For private companies, the new standard is effective for fiscal years beginning after December 15, 2019 (and interim periods for fiscal years beginning after December 15, 2020). Early adoption is permitted in any interim period or fiscal years before the effective date of the standard.
Q. What types of issues does the amended standard seek to address?
JK: While developing the standard, the FASB conducted outreach with stakeholders who expressed concern that current hedge accounting requirements sometimes limit a company’s ability to effectively recognize the economic results of its hedging strategies in its financial statements.
Based on that feedback, the FASB sought to improve the hedge accounting model to facilitate financial reporting that more closely reflects the economic impacts of a company’s risk-management activities.
The FASB also sought to address the concerns of financial statement users who said they found it difficult to understand and interpret the effect of hedge accounting on a company’s reported results. The new standard will improve how hedging results are reported, making it easier for investors and other users to better understand a company’s risk exposures and how hedging strategies are used to manage those exposures.
“Companies of all sizes have commented that the proposals will better reflect the economics of their risk-management activities.”
Q. What are the major changes that the new rules will introduce?
JK: In developing the new standard, the FASB decided that the types of items and transactions currently eligible for hedge accounting would continue to be eligible under the amendments in the upcoming standard. The issues that the board considered in this project are expected to expand the number and types of transactions that would qualify for hedge accounting.
Some of the more significant changes include:
- Expanding the ability to hedge commodity risks
- Better reflecting the economics of interest rate hedges
- Allowing more qualitative assessments of the hedging relationship
- Presenting hedge accounting results in a more understandable manner so investors and other users of financial statements can more easily understand the total impact of hedge accounting on the financial statement
- Giving companies more time to complete hedge documentation
Q. How will the rule changes impact midsize private companies?
JK: The FASB has received overwhelmingly positive feedback on the proposed changes to the hedge accounting model from midsize companies. In fact, companies of all sizes have commented that the proposals will better reflect the economics of their risk-management activities. Many have expressed interest in adopting the final standard early.

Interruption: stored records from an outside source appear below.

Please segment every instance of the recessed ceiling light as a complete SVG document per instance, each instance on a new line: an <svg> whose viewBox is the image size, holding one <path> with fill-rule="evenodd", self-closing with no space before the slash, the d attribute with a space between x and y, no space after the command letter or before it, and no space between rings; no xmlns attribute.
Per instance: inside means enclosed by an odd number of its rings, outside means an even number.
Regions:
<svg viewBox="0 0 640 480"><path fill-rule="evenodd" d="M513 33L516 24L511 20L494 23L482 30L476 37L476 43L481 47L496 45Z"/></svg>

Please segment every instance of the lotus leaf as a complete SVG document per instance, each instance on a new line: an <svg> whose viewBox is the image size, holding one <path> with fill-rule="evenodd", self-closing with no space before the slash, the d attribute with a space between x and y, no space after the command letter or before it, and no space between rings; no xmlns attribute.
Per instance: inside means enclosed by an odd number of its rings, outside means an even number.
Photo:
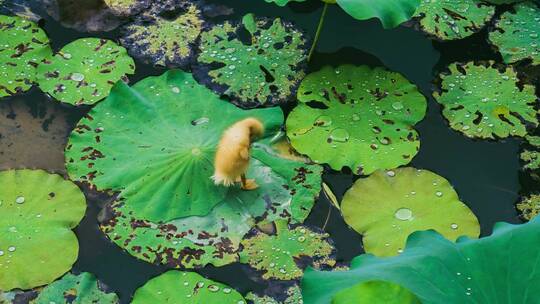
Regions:
<svg viewBox="0 0 540 304"><path fill-rule="evenodd" d="M420 0L336 0L336 3L355 19L378 18L384 28L392 28L411 18Z"/></svg>
<svg viewBox="0 0 540 304"><path fill-rule="evenodd" d="M303 304L300 286L294 284L287 288L283 295L272 297L269 295L259 296L253 292L246 295L246 300L253 304Z"/></svg>
<svg viewBox="0 0 540 304"><path fill-rule="evenodd" d="M32 21L0 15L0 97L29 90L36 67L51 55L49 38Z"/></svg>
<svg viewBox="0 0 540 304"><path fill-rule="evenodd" d="M194 3L180 2L176 7L156 2L124 27L120 41L145 62L185 68L203 26L201 10Z"/></svg>
<svg viewBox="0 0 540 304"><path fill-rule="evenodd" d="M478 32L494 13L494 6L477 0L421 0L415 17L428 34L455 40Z"/></svg>
<svg viewBox="0 0 540 304"><path fill-rule="evenodd" d="M540 64L540 8L533 2L515 5L515 12L506 12L489 34L489 40L501 53L504 62L523 59Z"/></svg>
<svg viewBox="0 0 540 304"><path fill-rule="evenodd" d="M427 170L376 171L357 180L341 203L345 222L377 256L402 252L409 234L434 229L449 240L478 237L478 220L443 177Z"/></svg>
<svg viewBox="0 0 540 304"><path fill-rule="evenodd" d="M245 304L241 294L229 286L195 272L168 271L135 291L132 304Z"/></svg>
<svg viewBox="0 0 540 304"><path fill-rule="evenodd" d="M112 31L126 20L114 14L104 0L13 0L39 4L54 20L64 27L82 32Z"/></svg>
<svg viewBox="0 0 540 304"><path fill-rule="evenodd" d="M103 0L119 16L132 16L150 6L151 0Z"/></svg>
<svg viewBox="0 0 540 304"><path fill-rule="evenodd" d="M383 68L343 65L309 74L287 118L292 146L316 163L356 174L409 163L426 111L415 85ZM313 105L315 103L315 105Z"/></svg>
<svg viewBox="0 0 540 304"><path fill-rule="evenodd" d="M244 18L246 24L227 21L203 32L194 73L239 106L284 103L304 78L306 38L280 18L249 20ZM239 35L244 29L249 32L248 28L252 33L246 43Z"/></svg>
<svg viewBox="0 0 540 304"><path fill-rule="evenodd" d="M534 171L540 169L540 136L525 137L527 146L520 154L521 160L524 162L523 169Z"/></svg>
<svg viewBox="0 0 540 304"><path fill-rule="evenodd" d="M0 172L0 290L48 284L71 268L71 231L84 216L79 188L41 170Z"/></svg>
<svg viewBox="0 0 540 304"><path fill-rule="evenodd" d="M540 194L531 194L516 205L522 219L530 221L540 213Z"/></svg>
<svg viewBox="0 0 540 304"><path fill-rule="evenodd" d="M37 81L61 102L94 104L109 95L116 81L134 71L135 63L123 47L106 39L82 38L40 64Z"/></svg>
<svg viewBox="0 0 540 304"><path fill-rule="evenodd" d="M462 237L457 243L435 231L419 231L397 257L361 255L350 271L308 269L302 294L306 304L328 303L345 288L382 280L407 288L424 304L533 304L540 284L538 252L540 218L521 225L498 223L491 236Z"/></svg>
<svg viewBox="0 0 540 304"><path fill-rule="evenodd" d="M279 6L285 6L289 2L304 2L306 0L265 0L266 2L274 2L275 4Z"/></svg>
<svg viewBox="0 0 540 304"><path fill-rule="evenodd" d="M36 289L31 289L31 290L14 289L7 292L0 290L0 303L1 304L25 304L29 302L30 300L35 299L37 297L38 292L39 292L38 290L39 290L39 287ZM26 302L24 300L26 300Z"/></svg>
<svg viewBox="0 0 540 304"><path fill-rule="evenodd" d="M384 281L367 281L344 289L334 296L332 304L421 304L407 289Z"/></svg>
<svg viewBox="0 0 540 304"><path fill-rule="evenodd" d="M266 129L248 172L260 188L215 186L219 137L246 117ZM282 123L279 108L243 111L173 70L132 88L118 83L71 134L66 167L74 180L119 192L102 229L130 254L177 267L223 265L237 259L255 219L301 222L320 191L319 166L271 148Z"/></svg>
<svg viewBox="0 0 540 304"><path fill-rule="evenodd" d="M34 304L116 304L118 296L103 290L94 275L83 272L78 275L66 274L60 280L48 285L40 293Z"/></svg>
<svg viewBox="0 0 540 304"><path fill-rule="evenodd" d="M334 248L327 233L304 226L289 228L283 220L276 221L275 227L275 235L254 230L253 235L241 242L240 263L261 271L263 279L301 278L303 269L296 263L299 260L309 260L317 268L336 263L331 257Z"/></svg>
<svg viewBox="0 0 540 304"><path fill-rule="evenodd" d="M468 137L504 138L525 136L527 125L538 125L534 87L520 88L512 68L469 62L449 69L441 74L442 92L434 97L452 129Z"/></svg>

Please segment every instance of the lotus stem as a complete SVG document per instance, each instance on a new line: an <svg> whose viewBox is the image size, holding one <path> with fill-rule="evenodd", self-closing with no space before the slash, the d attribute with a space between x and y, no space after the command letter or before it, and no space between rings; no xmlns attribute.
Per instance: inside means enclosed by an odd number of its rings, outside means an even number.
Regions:
<svg viewBox="0 0 540 304"><path fill-rule="evenodd" d="M315 32L315 38L313 39L313 44L311 45L311 49L309 50L308 62L311 61L311 55L313 55L313 51L315 51L315 47L317 46L317 42L319 41L319 36L321 35L321 30L324 24L324 17L326 16L327 10L328 2L325 2L321 13L321 18L319 19L319 25L317 26L317 31Z"/></svg>

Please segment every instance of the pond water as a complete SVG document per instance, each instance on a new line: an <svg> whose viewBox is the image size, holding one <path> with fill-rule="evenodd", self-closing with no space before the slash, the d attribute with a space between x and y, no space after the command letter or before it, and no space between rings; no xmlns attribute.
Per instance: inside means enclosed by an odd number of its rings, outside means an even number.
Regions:
<svg viewBox="0 0 540 304"><path fill-rule="evenodd" d="M281 8L264 1L207 1L234 8L234 16L246 13L258 16L283 17L293 20L307 33L313 34L322 5L318 1L296 3ZM227 18L230 18L227 17ZM117 32L81 33L62 27L52 19L43 28L58 50L80 37L115 39ZM441 115L440 106L431 97L436 75L449 63L473 59L501 61L500 55L486 42L487 31L459 42L441 43L428 39L410 27L384 30L378 21L360 22L337 6L331 6L316 53L309 65L311 71L324 65L342 63L385 66L402 73L418 85L429 99L428 113L416 129L421 149L412 161L416 168L429 169L447 178L462 201L478 217L482 235L491 232L498 221L520 222L514 204L522 191L539 190L524 175L520 175L518 139L475 141L451 130ZM159 75L157 69L137 62L137 72L130 82ZM65 174L63 149L75 123L89 107L74 108L51 102L38 89L27 94L6 98L0 103L0 170L8 168L43 168ZM324 181L334 190L338 200L351 186L355 177L349 172L325 169ZM527 187L527 189L523 189ZM108 197L85 189L89 209L76 228L80 241L80 256L75 271L94 273L112 290L119 293L122 303L129 303L133 292L147 280L166 270L138 261L108 241L97 225L100 206ZM361 237L347 227L336 209L330 207L324 195L318 199L306 223L322 227L331 210L326 231L337 247L338 260L350 261L362 253ZM249 279L249 272L240 264L206 267L200 273L227 283L241 293L262 291L264 283Z"/></svg>

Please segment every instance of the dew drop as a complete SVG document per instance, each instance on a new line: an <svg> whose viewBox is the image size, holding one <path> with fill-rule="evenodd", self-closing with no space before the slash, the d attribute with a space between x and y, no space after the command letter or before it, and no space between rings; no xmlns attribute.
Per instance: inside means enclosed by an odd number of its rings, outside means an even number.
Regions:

Private companies of all sizes will have more time to meet the documentation requirements, given the fact that they have fewer financial statement reporting requirements and more limited resources than large public companies.
Q. How will they impact investors?
JK: During the development of the standard, investors and other financial statement users expressed a desire for improved disclosures that would help them better understand a company’s risk exposures and risk-management activities. Consequently, the new standard will require enhanced disclosures on hedging activities and the effect that those activities have on the financial statements. This will allow investors to see more clearly the effects of hedge accounting on individual income statement line items.
Q. Are there particular industries that will be affected most by the rules change?
JK: Hedge accounting is elective. Therefore, any company that elects to apply hedge accounting will likely benefit from the changes. The amendments in this accounting standards update will help both financial institutions and nonfinancial companies better reflect their risk management activities in their financial statements.
More information about the standard is available on the FASB’s website.
James L. Kroeker was appointed a member and vice chairman of the Financial Accounting Standards Board on September 1, 2013. He assists the FASB chairman in representing the board to external stakeholders and in conducting its internal operations, in addition to serving as a voting member of the board. Kroeker joined the FASB from Deloitte, where he served as the deputy managing partner for professional practice.